Version History - HIDE-1.0
This page is provided for informational purposes. For latest download, please visit the software page.

Installation

Prerequisites

  • perl v5.10.0 or later. (Previous versions may work but are not supported). get it.
  • File::Cat perl module (Hint: sudo perl -MCPAN -e "install File::Cat") or get it.
  • Java version 1.6 or higher. (Previous versions may work but are not supported). get it.
  • Instructions

  • 1. Install all of the prerequisites.
  • 2. Extract the hide-1.0.tar.gz archive.
      tar -xvzf hide-1.0.tar.gz
  • 3. Go to the hide-1.0/lib directory, extract, make a link and compile mallet.
      cd path/to/hide-1.0/lib
      tar -xvzf mallet-2.0-RC2.tar.gz
      ln -s mallet-2.0-RC2 mallet
      cd ./mallet
      ant
  • Optional

    An annotation tool can be used to annotate files and generate training data. We currently recommend Callisto. get it.

    Usage
    HIDE must be run from the top-level HIDE installation directory. Before trying to run HIDE make sure to
    cd /path/to/hide-1.0/

    TRAIN - Training a new mark-up/de-identification model

    HIDE-train.pl crfmodelfile [list of files]

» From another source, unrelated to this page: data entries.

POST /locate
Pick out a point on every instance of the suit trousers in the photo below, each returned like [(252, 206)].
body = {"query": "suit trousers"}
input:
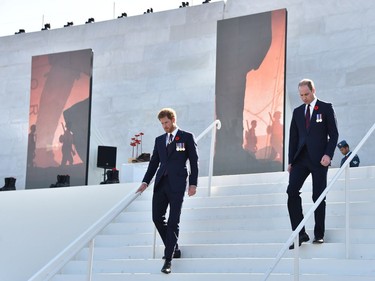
[(168, 230), (301, 169)]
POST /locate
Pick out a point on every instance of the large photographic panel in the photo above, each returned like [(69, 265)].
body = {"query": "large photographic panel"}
[(250, 93), (59, 118)]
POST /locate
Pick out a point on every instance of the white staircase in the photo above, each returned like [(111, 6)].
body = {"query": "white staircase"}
[(236, 233)]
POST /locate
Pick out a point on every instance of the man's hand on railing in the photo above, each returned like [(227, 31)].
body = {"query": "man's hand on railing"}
[(142, 187), (192, 190)]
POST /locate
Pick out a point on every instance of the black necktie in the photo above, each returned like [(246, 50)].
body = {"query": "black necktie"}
[(307, 117)]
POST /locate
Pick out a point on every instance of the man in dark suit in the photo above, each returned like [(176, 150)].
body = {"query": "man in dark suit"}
[(312, 141), (168, 161)]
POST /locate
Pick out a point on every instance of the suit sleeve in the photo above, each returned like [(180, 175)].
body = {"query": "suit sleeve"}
[(152, 166), (332, 131), (293, 139)]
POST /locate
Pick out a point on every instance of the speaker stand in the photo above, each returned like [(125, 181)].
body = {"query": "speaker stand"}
[(104, 176)]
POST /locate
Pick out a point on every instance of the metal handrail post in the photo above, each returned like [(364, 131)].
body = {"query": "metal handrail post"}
[(296, 258), (347, 221), (90, 260), (212, 152), (154, 245)]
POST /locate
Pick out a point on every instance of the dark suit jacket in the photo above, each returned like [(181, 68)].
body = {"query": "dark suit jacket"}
[(174, 160), (321, 136)]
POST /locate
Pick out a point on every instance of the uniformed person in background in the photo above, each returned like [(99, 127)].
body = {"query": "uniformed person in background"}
[(344, 148)]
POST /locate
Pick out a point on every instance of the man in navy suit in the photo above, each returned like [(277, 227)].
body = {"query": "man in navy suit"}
[(168, 161), (312, 141)]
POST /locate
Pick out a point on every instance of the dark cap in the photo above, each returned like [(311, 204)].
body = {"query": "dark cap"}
[(342, 143)]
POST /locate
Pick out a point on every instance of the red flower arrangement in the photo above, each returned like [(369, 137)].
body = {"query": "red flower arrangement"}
[(135, 142)]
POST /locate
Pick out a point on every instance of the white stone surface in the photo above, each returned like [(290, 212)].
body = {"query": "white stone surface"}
[(146, 62)]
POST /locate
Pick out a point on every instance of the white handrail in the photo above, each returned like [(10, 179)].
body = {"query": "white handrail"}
[(87, 238), (294, 235), (54, 265), (216, 125)]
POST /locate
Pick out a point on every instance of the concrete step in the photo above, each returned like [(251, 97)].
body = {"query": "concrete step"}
[(236, 233), (335, 196), (207, 277), (329, 250), (234, 237), (189, 225), (253, 211), (334, 267)]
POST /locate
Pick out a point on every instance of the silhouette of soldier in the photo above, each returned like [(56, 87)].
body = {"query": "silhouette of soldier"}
[(250, 139), (67, 149), (31, 146)]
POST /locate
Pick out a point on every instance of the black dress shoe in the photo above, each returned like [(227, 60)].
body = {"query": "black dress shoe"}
[(318, 240), (302, 238), (166, 267), (176, 254)]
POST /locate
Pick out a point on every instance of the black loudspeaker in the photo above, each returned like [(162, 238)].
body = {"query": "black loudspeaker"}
[(106, 157)]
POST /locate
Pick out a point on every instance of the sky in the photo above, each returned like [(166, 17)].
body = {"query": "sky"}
[(31, 15)]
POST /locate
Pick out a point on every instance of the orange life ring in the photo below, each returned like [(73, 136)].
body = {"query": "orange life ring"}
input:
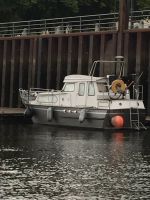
[(118, 85)]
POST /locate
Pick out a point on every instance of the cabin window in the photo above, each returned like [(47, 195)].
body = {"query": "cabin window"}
[(69, 87), (91, 90), (102, 87), (81, 89)]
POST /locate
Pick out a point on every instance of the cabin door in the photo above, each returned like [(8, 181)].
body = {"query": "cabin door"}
[(81, 95)]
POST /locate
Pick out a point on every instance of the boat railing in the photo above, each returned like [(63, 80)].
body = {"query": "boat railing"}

    The list of files are the marked up sgml formatted files you wish to train the CRF classifier.

    MARK-UP - Using a mark-up/de-identification model to mark-up new files

    HIDE-markup.pl crfmodelfile outputdir [list of files]

    The list of files is the list of files you with to mark with sgml tags based on the trained CRF.

    DE-ID

    (from original text files)

    HIDE crfmodelfile outputdir deidconfigfile [list of files]

    The list of files is the list of files you wish to deid and the result is placed in the outputdir directory.

    Remember to modify the deidconfigfile to fit the tags that you have used to markup your data.

    (from marked up files)

    ./lib/HIDE-DEID.pl deidconfigfile outputdir [list of files]

    The list of files is the list of files to replace sgml tags based on the configuration in the deidconfigfile and the result is placed in the outputdir directory.

    Remember to modify the deidconfigfile to fit the tags that you have used to markup your data.

    Input/Output File Format

    The input and output of HIDE is completely in sgml format. HIDE simply uses the main tag name (no support for sgml attributes e.g. <name type="sometype"> will be interpreted the same as <name>) as the label for the enclosed word or phrase.

    Example

    This is a made up pathology report about <name>John Doe<name> he is a <age>36</age> year old male. This report is in reference to <MRN>1234123-123</MRN>.

    The above example can be used to train the CRF classifier. Note: One training example is probably not enough for the classifier. You will want to have many examples to train the markup/de-identification model. Again, an annotation tool such as Calisto can be used.

    The output from HIDE will be in the same format as the example above.